Olha, antes de mais nada não há oposição entre discurso e realidade, denúncia e "algo concreto". Tudo faz parte do mesmo bolo.
É também com denúncias de abusos policiais que estes serão inibidos.
Claro que não se trata de ação única. Os denunciantes devem buscar os órgãos competentes, por exemplo. E isso tem sido feito.
As organizações de direitos humanos legitimam-se a partir de cada relato como esse - de alguém, aliás, que estuda violência policial e sabe da importância de se escancará-la.
Que se trata de um processo de mudança de cultura não tenhamos dúvida. E desse processo fazem também parte os relatos (e os discursos).
Uma só pessoa que não leve uma borrachada (para não falar de casos mais graves, de tortura, de homicídios) por conta de mil discursos já justificaria cada um deles.
abraço,
Alceu Castilho
O sr Henrique Monteiro não quer o policia perto da sua casa?
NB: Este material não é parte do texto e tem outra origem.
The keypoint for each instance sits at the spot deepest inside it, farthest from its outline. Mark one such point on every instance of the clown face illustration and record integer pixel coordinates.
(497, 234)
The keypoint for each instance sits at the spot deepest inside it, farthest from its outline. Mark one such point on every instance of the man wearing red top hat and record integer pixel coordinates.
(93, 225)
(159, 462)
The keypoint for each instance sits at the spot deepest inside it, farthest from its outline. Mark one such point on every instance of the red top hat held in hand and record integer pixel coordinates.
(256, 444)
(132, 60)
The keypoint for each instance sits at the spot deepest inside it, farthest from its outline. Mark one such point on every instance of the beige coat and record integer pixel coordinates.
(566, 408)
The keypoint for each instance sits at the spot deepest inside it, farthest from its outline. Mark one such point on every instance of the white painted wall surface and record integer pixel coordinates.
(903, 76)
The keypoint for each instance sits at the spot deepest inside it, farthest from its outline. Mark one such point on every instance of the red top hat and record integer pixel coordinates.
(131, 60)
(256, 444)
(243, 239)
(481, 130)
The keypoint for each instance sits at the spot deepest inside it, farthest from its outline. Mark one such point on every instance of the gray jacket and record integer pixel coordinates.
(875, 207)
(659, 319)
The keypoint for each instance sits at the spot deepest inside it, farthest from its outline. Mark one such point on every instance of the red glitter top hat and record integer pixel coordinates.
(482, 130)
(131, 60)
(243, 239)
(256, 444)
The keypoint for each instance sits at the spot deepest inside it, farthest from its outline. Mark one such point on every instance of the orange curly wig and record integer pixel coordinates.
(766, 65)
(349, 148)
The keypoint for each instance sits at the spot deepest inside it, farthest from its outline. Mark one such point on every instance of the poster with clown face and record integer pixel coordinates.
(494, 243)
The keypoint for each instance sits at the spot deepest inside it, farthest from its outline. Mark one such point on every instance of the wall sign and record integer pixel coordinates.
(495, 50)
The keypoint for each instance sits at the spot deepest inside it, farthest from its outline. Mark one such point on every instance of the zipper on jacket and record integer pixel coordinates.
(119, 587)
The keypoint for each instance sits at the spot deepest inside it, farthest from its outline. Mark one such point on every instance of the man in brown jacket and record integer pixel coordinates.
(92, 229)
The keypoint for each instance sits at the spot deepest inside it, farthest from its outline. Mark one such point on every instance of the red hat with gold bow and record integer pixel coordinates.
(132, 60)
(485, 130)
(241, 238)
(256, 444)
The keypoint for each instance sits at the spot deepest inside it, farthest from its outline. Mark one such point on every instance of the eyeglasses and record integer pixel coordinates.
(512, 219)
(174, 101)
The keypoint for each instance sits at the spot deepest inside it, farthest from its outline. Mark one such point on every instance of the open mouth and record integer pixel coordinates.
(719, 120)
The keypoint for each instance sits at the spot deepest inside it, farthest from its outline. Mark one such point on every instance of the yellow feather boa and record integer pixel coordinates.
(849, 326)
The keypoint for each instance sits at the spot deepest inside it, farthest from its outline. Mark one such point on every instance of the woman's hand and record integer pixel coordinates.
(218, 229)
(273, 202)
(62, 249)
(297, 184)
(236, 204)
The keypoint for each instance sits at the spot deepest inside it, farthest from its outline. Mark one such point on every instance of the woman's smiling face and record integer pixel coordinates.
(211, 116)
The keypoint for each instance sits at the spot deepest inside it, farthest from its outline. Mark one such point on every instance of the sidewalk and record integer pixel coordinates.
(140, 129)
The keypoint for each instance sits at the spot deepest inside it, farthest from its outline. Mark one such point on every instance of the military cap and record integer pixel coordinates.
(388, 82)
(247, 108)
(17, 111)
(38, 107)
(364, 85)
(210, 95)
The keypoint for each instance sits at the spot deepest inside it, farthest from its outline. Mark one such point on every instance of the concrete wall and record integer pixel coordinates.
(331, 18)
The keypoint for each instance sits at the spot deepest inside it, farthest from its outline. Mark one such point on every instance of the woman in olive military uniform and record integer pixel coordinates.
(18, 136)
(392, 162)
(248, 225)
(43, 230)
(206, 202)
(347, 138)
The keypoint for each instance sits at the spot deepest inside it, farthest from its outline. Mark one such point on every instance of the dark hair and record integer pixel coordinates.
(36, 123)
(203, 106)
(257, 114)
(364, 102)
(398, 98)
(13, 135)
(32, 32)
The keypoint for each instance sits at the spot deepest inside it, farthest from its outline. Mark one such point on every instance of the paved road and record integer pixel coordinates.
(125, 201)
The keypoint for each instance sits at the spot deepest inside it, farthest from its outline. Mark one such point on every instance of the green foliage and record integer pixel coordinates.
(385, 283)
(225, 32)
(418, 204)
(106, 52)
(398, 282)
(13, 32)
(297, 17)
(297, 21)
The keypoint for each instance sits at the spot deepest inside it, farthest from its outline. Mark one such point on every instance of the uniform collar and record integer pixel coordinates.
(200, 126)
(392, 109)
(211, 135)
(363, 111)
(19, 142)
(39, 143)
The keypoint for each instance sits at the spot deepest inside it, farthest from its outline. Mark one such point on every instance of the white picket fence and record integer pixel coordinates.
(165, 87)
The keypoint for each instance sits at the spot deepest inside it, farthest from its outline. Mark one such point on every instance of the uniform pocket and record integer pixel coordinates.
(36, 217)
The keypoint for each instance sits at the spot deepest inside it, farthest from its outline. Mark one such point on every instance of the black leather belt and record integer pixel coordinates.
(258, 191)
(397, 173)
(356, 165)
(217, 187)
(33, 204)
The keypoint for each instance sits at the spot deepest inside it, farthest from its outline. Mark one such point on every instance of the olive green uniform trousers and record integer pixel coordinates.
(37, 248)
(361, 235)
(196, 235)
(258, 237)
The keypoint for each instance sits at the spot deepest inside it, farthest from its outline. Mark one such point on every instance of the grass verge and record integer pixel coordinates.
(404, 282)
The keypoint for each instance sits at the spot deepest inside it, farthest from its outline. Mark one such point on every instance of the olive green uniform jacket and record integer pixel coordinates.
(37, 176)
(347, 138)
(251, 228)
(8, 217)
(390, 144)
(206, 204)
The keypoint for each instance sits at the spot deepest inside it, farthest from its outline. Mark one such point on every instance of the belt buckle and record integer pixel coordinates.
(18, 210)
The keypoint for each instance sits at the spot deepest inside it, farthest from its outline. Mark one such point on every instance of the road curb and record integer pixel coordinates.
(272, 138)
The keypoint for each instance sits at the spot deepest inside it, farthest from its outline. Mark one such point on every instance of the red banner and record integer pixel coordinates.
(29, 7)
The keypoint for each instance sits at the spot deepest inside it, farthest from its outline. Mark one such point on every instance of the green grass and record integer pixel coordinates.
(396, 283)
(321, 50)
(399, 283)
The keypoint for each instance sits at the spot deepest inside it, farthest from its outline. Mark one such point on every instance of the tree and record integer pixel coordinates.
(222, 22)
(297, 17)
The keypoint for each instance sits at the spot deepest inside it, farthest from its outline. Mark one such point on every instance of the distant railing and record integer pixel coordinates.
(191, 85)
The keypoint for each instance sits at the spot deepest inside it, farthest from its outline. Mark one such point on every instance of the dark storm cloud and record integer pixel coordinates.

Ou abordando pessoas? Me desculpe mas eu gostaria muito que a PM estivesse mais vezes na minha rua, ou abordando pessoas porque só assim saberão quem é bandido ou não! O sr Henrique Monteiro só esqueceu de comentar um fato, o de que as praças de barão Geraldo estão cheias de jovens usando drogas e não se importando mais nem com o horario que fazem isso! estava passando por uma destas praças a que o Sr Henrique Monteiro menciona e presenciei jovens fumando maconha e o pior é que era as 11 horas da manha, então Sr Henrique Monteiro se o senhor quer garantir direitos, garanta o meu, o DIREITO de levar meus filhos a escola as 11 horas da manha e não ter que presenciar pessoas fazendo uso de drogas, porque não sou obrigado e nem meus filhos de presenciar tais fatos, ja que o Sr não quer que a PM faça o serviço dela então faça o Sr por nós!!! Se o senhor se sente intimidado com a presença da PM então te aconselho a mudar para A USP porque lá os "estudantes" acham que é terra de ninguem, que é uma terra sem lei, onde eles podem usar drogas a vontade e não querem que a pm interfira! POLICIA MILITAR por favor continue passando em nossas ruas, fazendo abordagens em nossas praças e reprimindo o uso de drogas que a cada dia mais destroi nossos jovens e nossa familia!!!